Diversité des Produits
Outre le Faso Danfani aussi appelé pagne tissé labellisé, les artisans burkinabè produisent d’autres textiles traditionnels :
- Bogolan : Originaire du Mali, le bogolan est également fabriqué au Burkina Faso. Ce tissu est teint à l’aide de boue fermentée (argile), créant des motifs uniques aux teintes terreuses. En complément de l’argile, le Ngalama, ainsi que les feuilles d’autres plantes, jouent un rôle dans la production du bogolan.



- Indigo : Utilisant des teintures naturelles à base de plantes, notamment l’indigotier, les artisans produisent des tissus aux nuances bleutées profondes.



- Batik : Cette technique consiste à appliquer de la cire sur le tissu pour créer des motifs avant de le teindre. Après teinture, la cire est retirée, révélant des dessins contrastés.

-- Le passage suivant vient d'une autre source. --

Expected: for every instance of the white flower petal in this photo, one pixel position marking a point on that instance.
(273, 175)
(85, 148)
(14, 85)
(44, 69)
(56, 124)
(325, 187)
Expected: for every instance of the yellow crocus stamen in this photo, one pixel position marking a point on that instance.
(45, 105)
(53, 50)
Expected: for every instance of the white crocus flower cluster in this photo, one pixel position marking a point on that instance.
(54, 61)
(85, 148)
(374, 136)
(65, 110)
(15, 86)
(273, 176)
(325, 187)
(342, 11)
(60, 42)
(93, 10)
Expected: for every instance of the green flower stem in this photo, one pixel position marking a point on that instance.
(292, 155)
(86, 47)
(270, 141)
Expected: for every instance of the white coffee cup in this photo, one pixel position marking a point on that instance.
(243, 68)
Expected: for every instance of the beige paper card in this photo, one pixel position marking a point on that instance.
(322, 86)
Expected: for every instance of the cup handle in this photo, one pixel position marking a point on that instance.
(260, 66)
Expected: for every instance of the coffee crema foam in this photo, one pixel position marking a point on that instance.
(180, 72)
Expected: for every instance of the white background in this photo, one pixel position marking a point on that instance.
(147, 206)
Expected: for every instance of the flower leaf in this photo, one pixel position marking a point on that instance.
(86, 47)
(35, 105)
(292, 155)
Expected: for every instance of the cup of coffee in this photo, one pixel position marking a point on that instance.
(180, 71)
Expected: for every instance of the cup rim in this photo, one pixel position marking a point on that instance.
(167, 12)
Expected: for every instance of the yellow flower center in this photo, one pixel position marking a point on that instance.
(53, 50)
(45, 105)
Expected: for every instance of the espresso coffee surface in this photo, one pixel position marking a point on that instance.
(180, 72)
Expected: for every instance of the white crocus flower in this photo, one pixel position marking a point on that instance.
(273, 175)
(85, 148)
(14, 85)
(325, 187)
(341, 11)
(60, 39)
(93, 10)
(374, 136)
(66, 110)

Rôle Socio-Économique et Culturel
La production du Faso Danfani et d’autres textiles traditionnels joue un rôle crucial dans l’économie locale et le développement humain. Elle offre des opportunités d’emploi, en particulier pour les femmes, contribuant ainsi à leur autonomisation et à la réduction de la pauvreté. De plus, ces activités préservent et valorisent le patrimoine culturel burkinabè, renforçant le sentiment d’identité nationale et le capital social des communautés.
Des initiatives, telles que la labellisation du Faso Danfani, visent à protéger ce patrimoine contre la contrefaçon et à promouvoir sa reconnaissance sur les marchés internationaux. Cette démarche assure une meilleure valorisation du travail des artisans et garantit aux consommateurs l’authenticité et la qualité des produits. Elle contribue également à une distribution plus équitable des revenus au sein de la filière.
Défis et Perspectives
Malgré son importance culturelle et économique, la filière du pagne tissé au Burkina Faso fait face à plusieurs défis :
- Concurrence des produits importés : Les textiles importés, souvent moins chers, représentent une concurrence pour les produits locaux.
- Accès aux marchés internationaux : Bien que le Faso Danfani soit apprécié au-delà des frontières, son exportation reste limitée en raison de contraintes logistiques et de la méconnaissance des marchés étrangers.
- Modernisation des outils de production : Tout en préservant le caractère artisanal, l’introduction de technologies appropriées pourrait améliorer la productivité et la qualité des produits, tout en veillant à limiter l’impact environnemental.
Pour surmonter ces obstacles, des efforts concertés entre le gouvernement, les organisations professionnelles, les partenaires internationaux et les acteurs de la société civile sont nécessaires. La promotion du “consommer local”, la sensibilisation à l’importance du patrimoine textile burkinabè et le renforcement des capacités des artisans peuvent stimuler la demande intérieure et soutenir les acteurs locaux.
En conclusion, le Faso Danfani est bien plus qu’un simple textile. Il est le reflet d’une histoire riche, d’un savoir-faire ancestral et d’une identité culturelle forte. Soutenir sa production et sa promotion revient à préserver une partie essentielle du patrimoine burkinabè, à encourager le développement économique et social du pays, et à investir dans le capital humain des communautés locales.